Bill Ord gives a detailed and fascinating account of his experience regarding the pros and cons of tubeless road tyres.
For the past 4 years the advance of tubeless tyres for road bikes has been edging closer and closer to the mainstream. One tyre seemed to be getting lots of attention and good reports, tests even showed this tyre to be superior to Continental Grand Prix 4000s my favourite tyre and much beloved by cyclists everywhere for its low rolling resistance, good grip long life and relatively good puncture protection an all round must have tyre that came at a reasonable price.

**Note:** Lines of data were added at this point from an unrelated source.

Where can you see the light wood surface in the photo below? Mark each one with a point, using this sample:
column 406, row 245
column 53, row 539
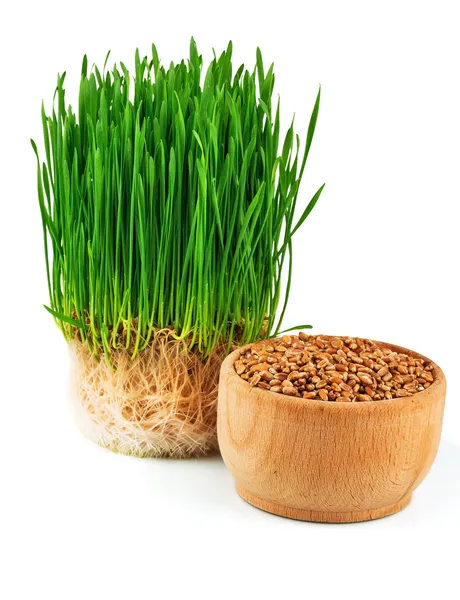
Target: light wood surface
column 326, row 461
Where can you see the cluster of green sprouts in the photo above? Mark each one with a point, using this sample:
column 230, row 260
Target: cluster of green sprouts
column 166, row 204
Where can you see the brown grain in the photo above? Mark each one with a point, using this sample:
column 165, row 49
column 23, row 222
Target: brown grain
column 333, row 369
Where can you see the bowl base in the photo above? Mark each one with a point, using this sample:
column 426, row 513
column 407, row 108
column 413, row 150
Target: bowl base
column 323, row 516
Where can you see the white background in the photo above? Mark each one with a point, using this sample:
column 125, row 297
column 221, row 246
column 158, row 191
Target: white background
column 378, row 257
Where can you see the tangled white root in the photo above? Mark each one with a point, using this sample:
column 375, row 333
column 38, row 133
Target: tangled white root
column 161, row 403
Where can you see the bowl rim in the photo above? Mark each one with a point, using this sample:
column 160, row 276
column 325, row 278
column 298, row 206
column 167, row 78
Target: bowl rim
column 419, row 397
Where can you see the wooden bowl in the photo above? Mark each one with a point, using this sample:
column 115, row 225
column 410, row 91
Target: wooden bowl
column 326, row 461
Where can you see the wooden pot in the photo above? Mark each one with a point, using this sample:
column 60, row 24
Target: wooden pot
column 326, row 461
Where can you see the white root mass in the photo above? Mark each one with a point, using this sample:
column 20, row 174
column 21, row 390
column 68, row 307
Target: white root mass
column 161, row 403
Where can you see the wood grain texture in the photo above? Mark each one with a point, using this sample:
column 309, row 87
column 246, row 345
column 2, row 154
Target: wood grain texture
column 327, row 461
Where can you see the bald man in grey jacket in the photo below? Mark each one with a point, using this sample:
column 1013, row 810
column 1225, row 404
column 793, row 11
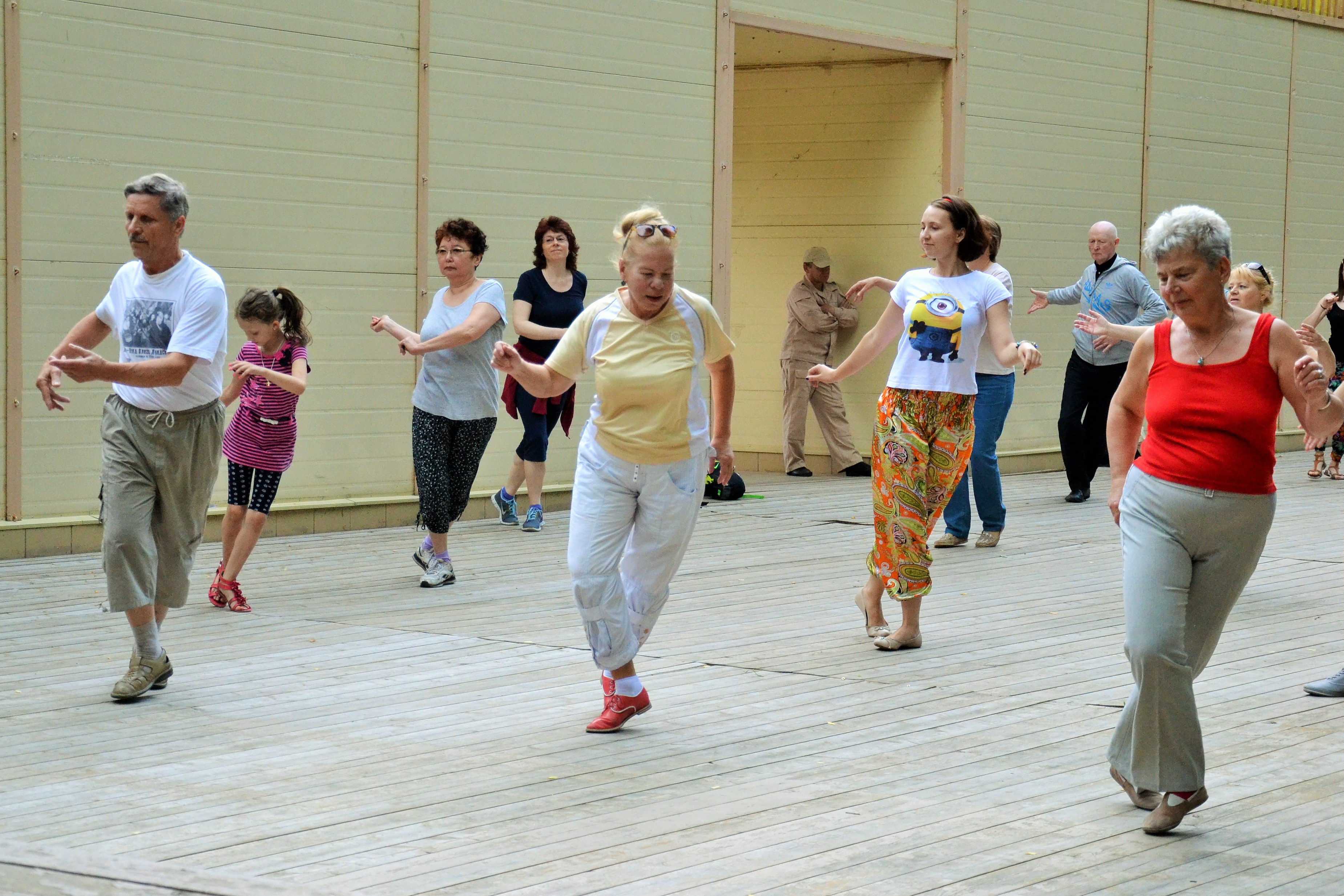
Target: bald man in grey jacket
column 1116, row 289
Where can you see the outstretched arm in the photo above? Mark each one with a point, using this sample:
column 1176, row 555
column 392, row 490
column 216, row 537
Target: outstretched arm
column 538, row 379
column 89, row 332
column 874, row 342
column 1009, row 351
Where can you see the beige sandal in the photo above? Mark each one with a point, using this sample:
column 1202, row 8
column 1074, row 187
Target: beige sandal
column 1317, row 465
column 892, row 643
column 873, row 632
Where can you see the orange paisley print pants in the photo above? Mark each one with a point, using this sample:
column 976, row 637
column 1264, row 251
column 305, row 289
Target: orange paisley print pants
column 921, row 445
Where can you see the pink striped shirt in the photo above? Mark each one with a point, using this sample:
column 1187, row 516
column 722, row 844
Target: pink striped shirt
column 264, row 429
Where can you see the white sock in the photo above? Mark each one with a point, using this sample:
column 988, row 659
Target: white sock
column 147, row 641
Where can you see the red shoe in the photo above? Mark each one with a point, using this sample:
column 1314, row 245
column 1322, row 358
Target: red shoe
column 236, row 600
column 215, row 598
column 620, row 711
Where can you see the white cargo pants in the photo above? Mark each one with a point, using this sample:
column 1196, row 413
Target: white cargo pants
column 629, row 528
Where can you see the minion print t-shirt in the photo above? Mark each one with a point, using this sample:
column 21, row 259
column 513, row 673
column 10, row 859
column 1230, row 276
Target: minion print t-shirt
column 945, row 319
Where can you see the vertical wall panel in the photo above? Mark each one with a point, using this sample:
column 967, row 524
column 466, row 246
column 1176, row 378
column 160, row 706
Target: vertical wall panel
column 299, row 152
column 584, row 115
column 842, row 156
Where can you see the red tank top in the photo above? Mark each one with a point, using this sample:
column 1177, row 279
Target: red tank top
column 1213, row 428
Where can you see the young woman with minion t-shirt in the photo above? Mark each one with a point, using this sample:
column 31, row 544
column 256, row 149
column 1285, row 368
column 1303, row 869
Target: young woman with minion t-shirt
column 925, row 430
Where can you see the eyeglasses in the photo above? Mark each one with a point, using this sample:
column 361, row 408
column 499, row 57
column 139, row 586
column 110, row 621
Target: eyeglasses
column 1263, row 270
column 644, row 231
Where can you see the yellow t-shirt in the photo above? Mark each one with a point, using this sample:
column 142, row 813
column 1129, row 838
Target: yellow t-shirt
column 648, row 406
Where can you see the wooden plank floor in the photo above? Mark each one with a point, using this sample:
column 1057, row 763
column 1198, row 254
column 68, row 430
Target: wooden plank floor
column 361, row 735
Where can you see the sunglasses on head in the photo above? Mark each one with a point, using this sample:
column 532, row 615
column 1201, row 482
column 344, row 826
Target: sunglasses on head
column 1263, row 270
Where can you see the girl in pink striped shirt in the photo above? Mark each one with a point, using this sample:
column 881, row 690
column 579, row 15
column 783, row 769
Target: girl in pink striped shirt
column 268, row 378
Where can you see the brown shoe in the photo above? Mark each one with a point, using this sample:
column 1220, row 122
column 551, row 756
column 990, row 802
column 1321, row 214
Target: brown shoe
column 1173, row 811
column 142, row 676
column 1146, row 800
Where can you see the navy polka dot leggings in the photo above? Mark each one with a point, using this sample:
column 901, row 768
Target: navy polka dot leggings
column 447, row 455
column 246, row 480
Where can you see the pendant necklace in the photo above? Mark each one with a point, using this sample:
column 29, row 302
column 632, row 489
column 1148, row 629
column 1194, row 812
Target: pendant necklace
column 1201, row 358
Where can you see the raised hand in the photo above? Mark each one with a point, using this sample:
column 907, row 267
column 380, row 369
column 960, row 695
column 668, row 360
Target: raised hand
column 49, row 381
column 506, row 358
column 822, row 374
column 1311, row 378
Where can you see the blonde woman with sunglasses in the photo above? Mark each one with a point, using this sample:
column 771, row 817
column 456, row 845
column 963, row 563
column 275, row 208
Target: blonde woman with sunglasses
column 646, row 451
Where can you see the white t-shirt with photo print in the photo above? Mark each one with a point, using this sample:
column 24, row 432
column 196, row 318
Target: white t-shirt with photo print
column 183, row 310
column 945, row 322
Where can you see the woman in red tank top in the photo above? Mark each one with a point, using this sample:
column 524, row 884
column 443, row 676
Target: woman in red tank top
column 1195, row 510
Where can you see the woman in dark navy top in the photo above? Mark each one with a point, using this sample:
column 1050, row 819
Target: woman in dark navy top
column 548, row 300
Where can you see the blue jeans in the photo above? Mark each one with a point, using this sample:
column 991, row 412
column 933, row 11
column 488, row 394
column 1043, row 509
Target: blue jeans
column 992, row 405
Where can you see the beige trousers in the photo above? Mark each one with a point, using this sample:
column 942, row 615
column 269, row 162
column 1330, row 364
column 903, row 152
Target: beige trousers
column 158, row 473
column 827, row 405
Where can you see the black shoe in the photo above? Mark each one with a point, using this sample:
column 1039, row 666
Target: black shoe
column 1332, row 687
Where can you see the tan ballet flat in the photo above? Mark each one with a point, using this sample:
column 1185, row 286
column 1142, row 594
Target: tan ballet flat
column 892, row 643
column 873, row 632
column 1147, row 800
column 1173, row 811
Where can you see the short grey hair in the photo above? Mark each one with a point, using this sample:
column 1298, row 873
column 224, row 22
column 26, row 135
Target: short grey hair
column 173, row 195
column 1190, row 229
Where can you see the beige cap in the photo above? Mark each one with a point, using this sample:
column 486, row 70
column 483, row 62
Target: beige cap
column 818, row 257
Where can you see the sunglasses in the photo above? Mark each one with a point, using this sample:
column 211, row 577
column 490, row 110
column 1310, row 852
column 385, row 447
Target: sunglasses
column 644, row 231
column 1263, row 270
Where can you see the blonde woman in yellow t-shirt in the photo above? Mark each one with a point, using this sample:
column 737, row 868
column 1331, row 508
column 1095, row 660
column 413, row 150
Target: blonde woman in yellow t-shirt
column 646, row 451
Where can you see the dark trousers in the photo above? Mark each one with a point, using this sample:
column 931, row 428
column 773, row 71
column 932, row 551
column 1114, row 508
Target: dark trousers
column 1082, row 418
column 447, row 456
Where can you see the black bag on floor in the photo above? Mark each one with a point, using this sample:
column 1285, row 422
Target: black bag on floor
column 732, row 492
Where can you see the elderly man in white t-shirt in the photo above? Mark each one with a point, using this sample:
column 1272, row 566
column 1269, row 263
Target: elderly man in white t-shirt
column 163, row 424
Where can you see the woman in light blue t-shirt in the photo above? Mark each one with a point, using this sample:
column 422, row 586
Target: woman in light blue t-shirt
column 457, row 391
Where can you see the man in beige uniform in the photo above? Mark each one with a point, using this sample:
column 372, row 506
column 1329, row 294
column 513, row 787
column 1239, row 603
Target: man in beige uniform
column 818, row 311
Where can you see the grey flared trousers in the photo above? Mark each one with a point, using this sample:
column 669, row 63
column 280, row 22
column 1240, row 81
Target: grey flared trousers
column 1187, row 554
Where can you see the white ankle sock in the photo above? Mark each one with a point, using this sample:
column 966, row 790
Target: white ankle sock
column 147, row 641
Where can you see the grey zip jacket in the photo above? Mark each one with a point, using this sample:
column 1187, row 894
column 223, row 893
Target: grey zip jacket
column 1123, row 296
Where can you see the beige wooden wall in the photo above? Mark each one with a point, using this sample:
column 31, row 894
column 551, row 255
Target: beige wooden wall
column 295, row 132
column 295, row 129
column 843, row 156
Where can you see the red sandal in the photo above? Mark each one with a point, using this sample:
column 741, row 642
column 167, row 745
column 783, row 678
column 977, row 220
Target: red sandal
column 236, row 601
column 215, row 598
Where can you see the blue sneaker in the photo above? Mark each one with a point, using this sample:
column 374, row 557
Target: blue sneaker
column 507, row 508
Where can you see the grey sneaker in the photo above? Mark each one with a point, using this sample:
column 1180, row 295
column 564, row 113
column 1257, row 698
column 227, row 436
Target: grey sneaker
column 1332, row 687
column 507, row 508
column 142, row 676
column 423, row 557
column 439, row 573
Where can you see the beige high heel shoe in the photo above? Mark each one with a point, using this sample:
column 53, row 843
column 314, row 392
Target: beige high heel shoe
column 873, row 632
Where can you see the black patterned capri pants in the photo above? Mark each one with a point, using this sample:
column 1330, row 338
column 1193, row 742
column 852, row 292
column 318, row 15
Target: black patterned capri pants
column 447, row 455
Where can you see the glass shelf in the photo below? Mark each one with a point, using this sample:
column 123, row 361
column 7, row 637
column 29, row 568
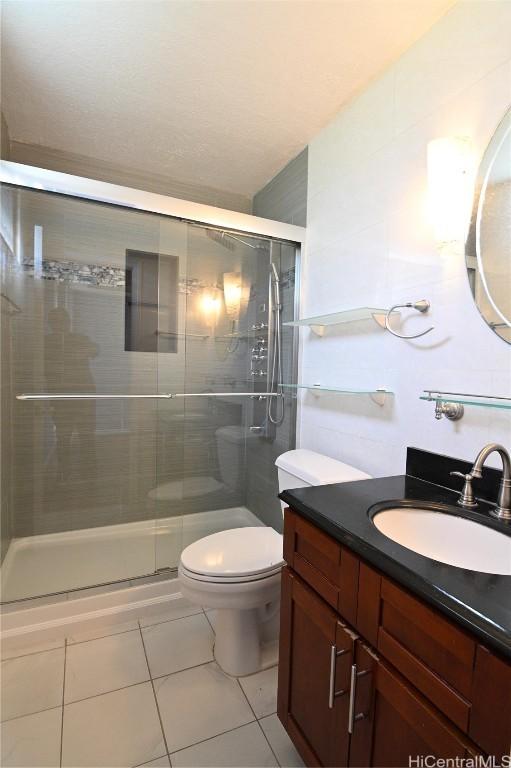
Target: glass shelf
column 320, row 322
column 378, row 395
column 479, row 401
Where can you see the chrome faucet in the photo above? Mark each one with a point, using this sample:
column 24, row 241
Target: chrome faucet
column 503, row 509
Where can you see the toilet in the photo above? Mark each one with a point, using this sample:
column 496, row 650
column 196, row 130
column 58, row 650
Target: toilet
column 237, row 572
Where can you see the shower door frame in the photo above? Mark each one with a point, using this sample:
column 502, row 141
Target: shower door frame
column 67, row 185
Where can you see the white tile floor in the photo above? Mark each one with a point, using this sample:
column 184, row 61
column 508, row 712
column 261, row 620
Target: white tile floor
column 144, row 693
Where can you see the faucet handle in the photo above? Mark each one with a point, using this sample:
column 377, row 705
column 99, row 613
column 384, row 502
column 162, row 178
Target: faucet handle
column 466, row 498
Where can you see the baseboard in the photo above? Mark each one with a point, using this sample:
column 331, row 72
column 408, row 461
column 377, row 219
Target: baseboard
column 46, row 623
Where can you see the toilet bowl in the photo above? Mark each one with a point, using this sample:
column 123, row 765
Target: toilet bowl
column 237, row 572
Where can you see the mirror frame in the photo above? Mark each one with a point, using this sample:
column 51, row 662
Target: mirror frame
column 473, row 246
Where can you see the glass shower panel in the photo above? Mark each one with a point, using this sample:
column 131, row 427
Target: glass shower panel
column 229, row 443
column 82, row 473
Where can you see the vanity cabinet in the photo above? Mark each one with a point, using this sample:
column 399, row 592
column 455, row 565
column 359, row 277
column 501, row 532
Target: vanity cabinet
column 369, row 674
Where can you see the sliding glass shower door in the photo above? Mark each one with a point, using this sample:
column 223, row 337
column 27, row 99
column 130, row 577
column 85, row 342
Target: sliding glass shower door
column 106, row 311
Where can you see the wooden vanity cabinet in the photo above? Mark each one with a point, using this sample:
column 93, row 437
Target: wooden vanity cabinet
column 393, row 679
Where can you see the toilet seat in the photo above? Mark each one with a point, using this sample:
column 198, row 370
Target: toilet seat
column 234, row 556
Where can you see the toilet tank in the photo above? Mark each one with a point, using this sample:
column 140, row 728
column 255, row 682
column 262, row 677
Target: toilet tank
column 301, row 467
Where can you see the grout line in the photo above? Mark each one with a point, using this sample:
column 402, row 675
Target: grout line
column 186, row 669
column 257, row 721
column 105, row 693
column 165, row 621
column 33, row 653
column 29, row 714
column 103, row 637
column 141, row 765
column 154, row 694
column 210, row 738
column 63, row 697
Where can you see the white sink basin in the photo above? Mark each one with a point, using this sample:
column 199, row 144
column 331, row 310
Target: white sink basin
column 447, row 538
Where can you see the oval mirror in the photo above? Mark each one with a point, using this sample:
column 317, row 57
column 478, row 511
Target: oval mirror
column 488, row 253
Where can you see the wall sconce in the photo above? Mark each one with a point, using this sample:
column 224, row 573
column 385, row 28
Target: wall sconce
column 210, row 305
column 450, row 181
column 232, row 294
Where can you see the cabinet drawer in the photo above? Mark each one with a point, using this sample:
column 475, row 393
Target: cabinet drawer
column 407, row 626
column 328, row 568
column 490, row 719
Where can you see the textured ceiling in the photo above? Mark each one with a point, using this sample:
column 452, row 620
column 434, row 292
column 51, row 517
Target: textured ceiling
column 216, row 92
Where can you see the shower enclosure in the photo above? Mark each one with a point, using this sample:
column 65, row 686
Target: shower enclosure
column 142, row 358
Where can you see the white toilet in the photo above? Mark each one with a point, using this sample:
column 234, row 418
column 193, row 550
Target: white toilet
column 237, row 572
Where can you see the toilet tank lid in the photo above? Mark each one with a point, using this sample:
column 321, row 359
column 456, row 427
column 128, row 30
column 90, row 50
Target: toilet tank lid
column 317, row 469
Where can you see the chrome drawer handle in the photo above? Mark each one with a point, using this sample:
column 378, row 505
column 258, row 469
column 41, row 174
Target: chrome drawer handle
column 352, row 717
column 332, row 693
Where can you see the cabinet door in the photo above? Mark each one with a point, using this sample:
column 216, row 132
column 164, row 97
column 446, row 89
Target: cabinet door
column 405, row 725
column 316, row 654
column 361, row 704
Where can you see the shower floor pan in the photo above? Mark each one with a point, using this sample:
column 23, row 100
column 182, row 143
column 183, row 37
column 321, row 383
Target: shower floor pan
column 61, row 562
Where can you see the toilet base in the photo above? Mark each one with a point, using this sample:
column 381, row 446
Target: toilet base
column 244, row 643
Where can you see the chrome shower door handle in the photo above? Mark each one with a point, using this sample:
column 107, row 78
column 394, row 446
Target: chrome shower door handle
column 332, row 693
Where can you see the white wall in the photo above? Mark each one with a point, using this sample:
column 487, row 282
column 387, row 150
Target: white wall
column 369, row 243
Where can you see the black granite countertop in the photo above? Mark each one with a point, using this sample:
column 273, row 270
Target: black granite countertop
column 480, row 602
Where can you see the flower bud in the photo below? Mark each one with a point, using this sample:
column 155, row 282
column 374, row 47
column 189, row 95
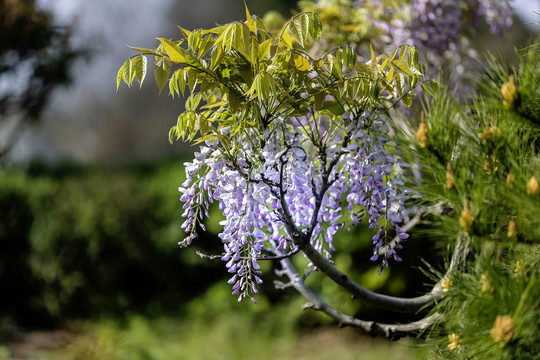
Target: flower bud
column 532, row 186
column 503, row 329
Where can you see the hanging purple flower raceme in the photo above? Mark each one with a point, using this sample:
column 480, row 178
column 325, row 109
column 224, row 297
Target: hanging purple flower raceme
column 274, row 181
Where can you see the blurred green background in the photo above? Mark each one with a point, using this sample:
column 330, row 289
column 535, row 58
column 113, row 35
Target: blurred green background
column 90, row 216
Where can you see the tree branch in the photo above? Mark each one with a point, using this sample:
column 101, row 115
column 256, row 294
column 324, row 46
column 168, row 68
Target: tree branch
column 390, row 331
column 407, row 305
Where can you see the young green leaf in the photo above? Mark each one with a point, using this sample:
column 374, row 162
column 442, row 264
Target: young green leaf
column 140, row 68
column 119, row 76
column 162, row 69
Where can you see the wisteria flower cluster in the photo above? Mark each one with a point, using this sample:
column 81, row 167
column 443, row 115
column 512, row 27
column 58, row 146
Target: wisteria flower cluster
column 293, row 182
column 440, row 29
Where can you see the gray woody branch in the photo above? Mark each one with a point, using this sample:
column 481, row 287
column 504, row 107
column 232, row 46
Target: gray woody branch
column 390, row 331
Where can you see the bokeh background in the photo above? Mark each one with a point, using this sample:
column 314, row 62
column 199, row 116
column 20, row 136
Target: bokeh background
column 89, row 210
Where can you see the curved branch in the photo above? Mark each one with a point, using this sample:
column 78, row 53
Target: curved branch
column 390, row 331
column 408, row 305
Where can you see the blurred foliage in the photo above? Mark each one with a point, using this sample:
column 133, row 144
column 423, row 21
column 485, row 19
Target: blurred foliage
column 35, row 57
column 215, row 327
column 81, row 241
column 89, row 242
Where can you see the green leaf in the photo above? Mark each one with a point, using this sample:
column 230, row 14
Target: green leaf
column 147, row 51
column 119, row 76
column 301, row 63
column 216, row 57
column 403, row 67
column 295, row 28
column 128, row 75
column 254, row 52
column 206, row 45
column 162, row 69
column 173, row 134
column 175, row 53
column 194, row 40
column 193, row 102
column 251, row 24
column 140, row 68
column 192, row 75
column 234, row 101
column 407, row 100
column 264, row 47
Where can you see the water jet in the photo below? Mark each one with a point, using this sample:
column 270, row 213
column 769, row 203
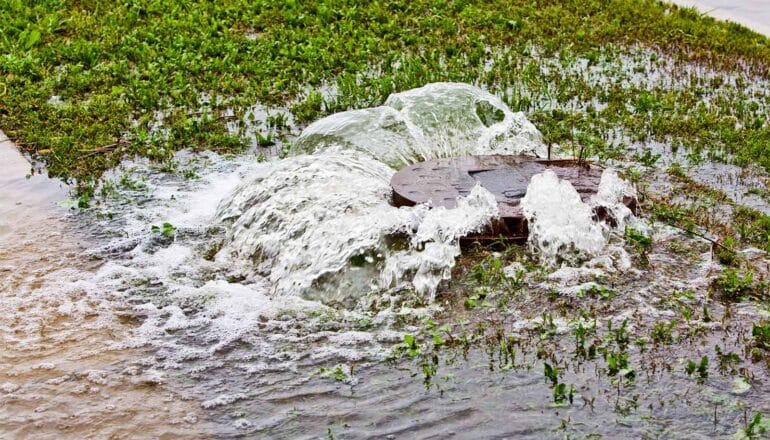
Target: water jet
column 440, row 182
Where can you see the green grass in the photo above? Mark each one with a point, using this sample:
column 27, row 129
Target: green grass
column 114, row 64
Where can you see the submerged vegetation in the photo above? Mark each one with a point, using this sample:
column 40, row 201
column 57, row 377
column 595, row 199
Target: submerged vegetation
column 85, row 84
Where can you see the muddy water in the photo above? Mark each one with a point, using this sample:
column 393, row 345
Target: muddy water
column 217, row 306
column 59, row 375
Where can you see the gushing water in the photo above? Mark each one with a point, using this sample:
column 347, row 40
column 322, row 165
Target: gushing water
column 562, row 227
column 434, row 121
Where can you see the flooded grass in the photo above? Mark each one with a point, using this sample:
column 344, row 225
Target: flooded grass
column 82, row 86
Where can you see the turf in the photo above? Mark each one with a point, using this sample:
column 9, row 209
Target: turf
column 83, row 83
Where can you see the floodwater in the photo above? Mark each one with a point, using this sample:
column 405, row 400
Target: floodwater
column 58, row 375
column 265, row 299
column 754, row 14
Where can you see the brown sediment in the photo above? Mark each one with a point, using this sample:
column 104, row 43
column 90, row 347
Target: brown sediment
column 63, row 371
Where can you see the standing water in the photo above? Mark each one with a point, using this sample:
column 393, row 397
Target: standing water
column 266, row 299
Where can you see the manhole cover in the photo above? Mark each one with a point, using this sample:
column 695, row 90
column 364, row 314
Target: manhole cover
column 442, row 181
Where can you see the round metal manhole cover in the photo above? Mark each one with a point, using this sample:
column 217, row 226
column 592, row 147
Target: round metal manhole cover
column 442, row 181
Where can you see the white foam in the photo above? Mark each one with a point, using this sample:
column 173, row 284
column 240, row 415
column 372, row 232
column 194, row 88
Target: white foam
column 433, row 121
column 561, row 226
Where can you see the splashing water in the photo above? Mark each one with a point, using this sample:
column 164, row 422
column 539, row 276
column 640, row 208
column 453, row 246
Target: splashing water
column 562, row 228
column 434, row 121
column 320, row 226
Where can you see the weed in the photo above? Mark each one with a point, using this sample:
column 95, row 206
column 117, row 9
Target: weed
column 733, row 286
column 166, row 229
column 700, row 367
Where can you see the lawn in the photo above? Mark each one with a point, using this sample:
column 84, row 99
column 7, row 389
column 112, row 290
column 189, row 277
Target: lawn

The ability of tubeless to be unaffected by pinch flats which are the bain of our lives given the abysmal state of Oxfordshire’s roads was high on my list of desirable features as was the ability to seal punctures with the addition of a liquid sealant to the tyre. At first it seemed like it was a requirement to have tubeless ready rims which my Canyon Endurace came fitted with in the form of DT Swiss RR21 wheels, my Ribble is fitted with Fulcrum race 3 wheels which ae not tubeless ready but have the big plus of not needing rim tape to seal the spoke holes as the wheel has a double wall construction which has a rim well which is free of holes except for the valve aperture. There is a two-way ready version of this wheel which sells for £150 more than the standard version so I opted for the standard version on grounds of cost when I bought the wheels, however I read in a Schwalbe article that tubeless rims were not necessary!! Big surprise.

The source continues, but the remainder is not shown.